There's the coat over
there on the bank, with the great slash in it."
"But wait a minute," said the detective, Prince, quietly. "In that
case there seems to be something of a mystery. A murderer might
somehow have managed to throw the statue down on him, as he seems to
have done. But I bet he couldn't easily have lifted it up again.
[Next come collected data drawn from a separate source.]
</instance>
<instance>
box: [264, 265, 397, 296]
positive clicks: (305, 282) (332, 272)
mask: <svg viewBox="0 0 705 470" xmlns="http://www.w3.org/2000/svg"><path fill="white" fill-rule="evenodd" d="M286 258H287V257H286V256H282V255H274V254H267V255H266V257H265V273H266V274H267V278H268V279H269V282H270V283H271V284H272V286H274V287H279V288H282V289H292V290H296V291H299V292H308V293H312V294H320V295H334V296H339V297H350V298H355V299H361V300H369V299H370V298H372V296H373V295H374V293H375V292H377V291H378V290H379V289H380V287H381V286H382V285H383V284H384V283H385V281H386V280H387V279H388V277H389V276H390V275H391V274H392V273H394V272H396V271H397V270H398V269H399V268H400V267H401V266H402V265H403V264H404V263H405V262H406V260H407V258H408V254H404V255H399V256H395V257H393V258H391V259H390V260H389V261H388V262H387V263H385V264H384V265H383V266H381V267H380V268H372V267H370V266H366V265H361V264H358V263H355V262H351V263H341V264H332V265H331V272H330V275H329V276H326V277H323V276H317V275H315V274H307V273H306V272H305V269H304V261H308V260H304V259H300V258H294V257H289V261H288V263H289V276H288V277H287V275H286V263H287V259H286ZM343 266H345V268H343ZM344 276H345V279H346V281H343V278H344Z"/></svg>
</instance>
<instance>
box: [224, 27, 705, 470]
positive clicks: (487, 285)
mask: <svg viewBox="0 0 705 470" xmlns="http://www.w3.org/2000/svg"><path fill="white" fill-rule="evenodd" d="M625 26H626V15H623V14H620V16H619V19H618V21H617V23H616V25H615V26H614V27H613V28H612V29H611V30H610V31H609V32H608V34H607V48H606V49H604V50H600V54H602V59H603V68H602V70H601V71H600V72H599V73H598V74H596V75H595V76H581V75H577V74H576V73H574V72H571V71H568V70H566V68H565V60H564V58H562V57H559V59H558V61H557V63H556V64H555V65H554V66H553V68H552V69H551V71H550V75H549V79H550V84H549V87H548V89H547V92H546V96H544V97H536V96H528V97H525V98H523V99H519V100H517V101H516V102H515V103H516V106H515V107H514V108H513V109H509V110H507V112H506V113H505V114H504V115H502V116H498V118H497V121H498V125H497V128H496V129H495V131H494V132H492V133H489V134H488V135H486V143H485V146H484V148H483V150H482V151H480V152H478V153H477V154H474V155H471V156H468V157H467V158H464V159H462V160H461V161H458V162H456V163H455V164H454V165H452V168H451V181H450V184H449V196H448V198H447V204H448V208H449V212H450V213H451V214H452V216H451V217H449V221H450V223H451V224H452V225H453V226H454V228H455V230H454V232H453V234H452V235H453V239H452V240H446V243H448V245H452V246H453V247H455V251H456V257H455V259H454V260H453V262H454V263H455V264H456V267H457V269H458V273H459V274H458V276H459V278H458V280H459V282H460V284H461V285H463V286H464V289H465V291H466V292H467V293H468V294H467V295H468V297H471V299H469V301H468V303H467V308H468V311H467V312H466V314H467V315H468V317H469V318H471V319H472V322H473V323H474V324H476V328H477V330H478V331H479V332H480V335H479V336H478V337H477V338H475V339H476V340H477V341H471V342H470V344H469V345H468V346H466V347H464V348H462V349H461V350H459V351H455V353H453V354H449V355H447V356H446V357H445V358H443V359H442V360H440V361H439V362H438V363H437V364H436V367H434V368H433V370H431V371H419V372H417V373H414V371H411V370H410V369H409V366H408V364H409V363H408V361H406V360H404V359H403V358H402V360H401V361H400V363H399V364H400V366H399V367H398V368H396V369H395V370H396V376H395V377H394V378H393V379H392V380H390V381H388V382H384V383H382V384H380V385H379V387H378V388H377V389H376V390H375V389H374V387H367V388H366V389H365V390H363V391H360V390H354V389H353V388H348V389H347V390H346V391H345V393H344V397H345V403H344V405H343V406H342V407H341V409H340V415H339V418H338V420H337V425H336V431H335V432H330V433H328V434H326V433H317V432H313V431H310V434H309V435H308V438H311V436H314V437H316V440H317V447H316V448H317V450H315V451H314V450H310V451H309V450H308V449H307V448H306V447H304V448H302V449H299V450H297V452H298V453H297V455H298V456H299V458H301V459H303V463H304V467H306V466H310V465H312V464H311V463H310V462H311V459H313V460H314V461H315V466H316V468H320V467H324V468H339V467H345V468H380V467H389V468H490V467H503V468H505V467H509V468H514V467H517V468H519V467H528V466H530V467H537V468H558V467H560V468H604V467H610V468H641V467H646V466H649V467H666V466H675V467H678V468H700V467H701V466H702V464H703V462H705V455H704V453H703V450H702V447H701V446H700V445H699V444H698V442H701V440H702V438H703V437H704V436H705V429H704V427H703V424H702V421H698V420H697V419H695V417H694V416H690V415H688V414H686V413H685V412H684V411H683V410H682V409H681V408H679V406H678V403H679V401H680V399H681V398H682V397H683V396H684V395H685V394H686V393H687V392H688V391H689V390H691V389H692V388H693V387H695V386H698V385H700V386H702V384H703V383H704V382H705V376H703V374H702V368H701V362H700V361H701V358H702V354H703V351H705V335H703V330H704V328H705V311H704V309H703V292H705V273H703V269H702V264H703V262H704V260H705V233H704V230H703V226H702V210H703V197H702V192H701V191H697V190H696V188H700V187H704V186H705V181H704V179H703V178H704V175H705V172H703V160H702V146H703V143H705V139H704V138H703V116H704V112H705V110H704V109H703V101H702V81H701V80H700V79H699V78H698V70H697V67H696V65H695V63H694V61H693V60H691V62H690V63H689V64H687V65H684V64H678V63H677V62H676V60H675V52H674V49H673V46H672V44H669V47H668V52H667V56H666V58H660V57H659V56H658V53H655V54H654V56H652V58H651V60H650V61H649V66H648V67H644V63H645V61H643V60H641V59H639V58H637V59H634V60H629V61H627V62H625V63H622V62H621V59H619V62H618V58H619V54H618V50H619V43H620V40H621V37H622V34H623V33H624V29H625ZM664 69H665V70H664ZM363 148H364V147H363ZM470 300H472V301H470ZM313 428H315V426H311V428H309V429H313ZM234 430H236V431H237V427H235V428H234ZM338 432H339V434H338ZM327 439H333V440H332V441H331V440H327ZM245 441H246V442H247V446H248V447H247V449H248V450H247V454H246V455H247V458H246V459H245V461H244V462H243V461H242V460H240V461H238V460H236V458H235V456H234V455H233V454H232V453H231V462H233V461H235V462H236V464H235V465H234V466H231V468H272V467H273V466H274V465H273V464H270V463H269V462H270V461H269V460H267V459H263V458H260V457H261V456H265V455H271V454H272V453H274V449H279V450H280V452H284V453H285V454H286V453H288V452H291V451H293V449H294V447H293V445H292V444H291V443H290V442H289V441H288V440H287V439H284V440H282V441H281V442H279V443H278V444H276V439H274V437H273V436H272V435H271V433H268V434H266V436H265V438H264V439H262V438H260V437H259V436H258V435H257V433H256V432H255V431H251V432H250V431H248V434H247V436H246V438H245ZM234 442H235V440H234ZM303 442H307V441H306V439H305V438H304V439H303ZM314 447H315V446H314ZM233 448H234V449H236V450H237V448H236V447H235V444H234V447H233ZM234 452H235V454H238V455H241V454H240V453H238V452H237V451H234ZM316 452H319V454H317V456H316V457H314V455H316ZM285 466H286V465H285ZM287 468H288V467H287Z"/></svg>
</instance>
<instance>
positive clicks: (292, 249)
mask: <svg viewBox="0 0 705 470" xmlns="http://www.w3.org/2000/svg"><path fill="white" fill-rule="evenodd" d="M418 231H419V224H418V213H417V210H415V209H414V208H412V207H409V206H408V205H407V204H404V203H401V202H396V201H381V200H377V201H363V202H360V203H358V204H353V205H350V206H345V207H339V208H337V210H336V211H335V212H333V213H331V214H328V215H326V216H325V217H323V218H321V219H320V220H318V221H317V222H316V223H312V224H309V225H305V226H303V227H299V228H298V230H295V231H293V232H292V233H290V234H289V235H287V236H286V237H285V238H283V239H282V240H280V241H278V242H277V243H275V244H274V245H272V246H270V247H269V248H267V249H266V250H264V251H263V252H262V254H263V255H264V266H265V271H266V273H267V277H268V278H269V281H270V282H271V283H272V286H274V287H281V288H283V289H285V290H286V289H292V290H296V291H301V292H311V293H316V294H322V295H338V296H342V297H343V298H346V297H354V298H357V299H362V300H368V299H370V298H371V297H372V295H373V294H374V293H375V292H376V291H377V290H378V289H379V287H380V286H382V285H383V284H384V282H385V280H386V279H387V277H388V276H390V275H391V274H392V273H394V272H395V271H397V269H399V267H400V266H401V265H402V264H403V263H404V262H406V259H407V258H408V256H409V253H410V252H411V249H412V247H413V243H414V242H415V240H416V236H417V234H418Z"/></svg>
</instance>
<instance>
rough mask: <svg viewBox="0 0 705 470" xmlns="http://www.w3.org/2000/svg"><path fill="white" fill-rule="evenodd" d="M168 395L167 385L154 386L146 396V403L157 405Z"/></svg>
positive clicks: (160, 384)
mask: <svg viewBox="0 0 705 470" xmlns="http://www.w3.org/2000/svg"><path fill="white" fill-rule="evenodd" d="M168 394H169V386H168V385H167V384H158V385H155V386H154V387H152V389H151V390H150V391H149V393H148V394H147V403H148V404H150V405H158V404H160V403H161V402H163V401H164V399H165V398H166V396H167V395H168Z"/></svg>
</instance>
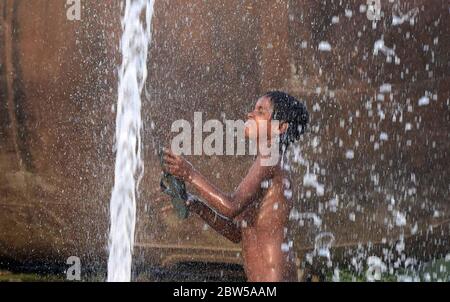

I've tried; and I'm sure it would want three men at least. Yet we
must suppose, on that theory, that the murderer first knocked him
down as he walked past, using the statue as a stone club, then
lifted it up again, took him out and deprived him of his coat, then
put him back again in the posture of death and neatly replaced the
statue. I tell you it's physically impossible. And how else could he
have unclothed a man covered with that stone monument? It's worse
than the conjurer's trick, when a man shuffles a coat off with his
wrists tied."
"Could he have thrown down the statue after he'd stripped the
corpse?" asked March.
"And why?" asked Prince, sharply. "If he'd killed his man and got
his papers, he'd be away like the wind. He wouldn't potter about in
a garden excavating the pedestals of statues. Besides--Hullo, who's
that up there?"
High on the ridge above them, drawn in dark thin lines against the
sky, was a figure looking so long and lean as to be almost spidery.